Studies indicate that happy people are likely to be more productive at work. A good leader, therefore, uses ways and means to keep her people happy. A great leader, however, does not look upon her people as merely means to an end, as tools of production. Rather, she recognises her inseparable connection with them as living beings striving to be happy. Therefore, a great leader does not try to ensure happiness of her people merely to increase their productivity. Instead, she works to promote their happiness for the sake of their true well-being. To do that, she herself has to be happy. After all, how can an unhappy person create the conditions for happiness around them? The question that follows is one that has been asked by humans perhaps from the very beginning of human kind: How can we be happy?

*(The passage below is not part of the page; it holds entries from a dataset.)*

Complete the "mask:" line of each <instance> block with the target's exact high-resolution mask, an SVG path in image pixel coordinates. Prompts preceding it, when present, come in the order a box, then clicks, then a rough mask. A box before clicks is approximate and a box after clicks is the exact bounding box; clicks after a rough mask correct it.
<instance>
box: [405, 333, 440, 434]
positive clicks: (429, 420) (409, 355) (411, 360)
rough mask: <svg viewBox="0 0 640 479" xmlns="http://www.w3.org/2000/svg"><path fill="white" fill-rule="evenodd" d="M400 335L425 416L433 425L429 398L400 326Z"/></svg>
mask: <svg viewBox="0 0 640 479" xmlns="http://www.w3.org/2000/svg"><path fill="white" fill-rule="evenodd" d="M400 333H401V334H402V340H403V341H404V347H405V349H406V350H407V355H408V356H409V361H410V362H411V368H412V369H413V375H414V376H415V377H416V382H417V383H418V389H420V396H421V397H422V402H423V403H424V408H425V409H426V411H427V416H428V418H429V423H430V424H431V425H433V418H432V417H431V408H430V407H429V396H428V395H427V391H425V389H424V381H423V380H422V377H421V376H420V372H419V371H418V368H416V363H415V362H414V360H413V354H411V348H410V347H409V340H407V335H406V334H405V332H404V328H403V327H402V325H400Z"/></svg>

First a caveat. I am not referring to a self-referential happiness wherein we aim to be happy without considering the welfare of others. It is a mistake to think that we can really be happy at the expense of the good of others. I am referring to a happiness that promotes the happiness of others or, at the least, does not increase their suffering. How can we find such happiness? Perhaps there are many paths that lead to it. For me, happiness is a skill that can be sharpened. The path I would like to share requires the regular training of the mind to be able to answer "Yes" to five questions.
1. Do I have an aspiration? An aspiration is not an ordinary desire. It is a desire to achieve something greater than and beyond oneself. Desires that are only for the benefit of one´s individual needs rarely bring lasting happiness. Why? Because it does not help to open up our hearts. And a heart that is closed knows no happiness.
2. Am I always diligent? Diligence is to put in one´s best, no matter what. It is walking that extra mile. It is to find joy in the journey itself rather than being too focussed on the end result. It is to do what we do with love.
3. Am I always kind? Are my words and actions motivated by considerations for the welfare of others?
4. Do I always think win-win? Are my negotiating strategies founded on a need for all parties to gain from the engagement? Or is it primarily based on a desire to win for myself, irrespective of the impact on the other parties?
5. Am I always grateful for the blessings in my life? It is difficult to imagine a life where there is not a single positive. However, due to our craving for more, some of us lose sight of the blessings in our life and spend our time focussing on what we lack. Consequently, we lose the opportunity to be happy with what we have, and remain unhappy with what we do not.
I have learned that happiness (or suffering) is a choice. It results from how we choose to use our mind. Can you train it to genuinely be able to say "Yes" to the above five questions?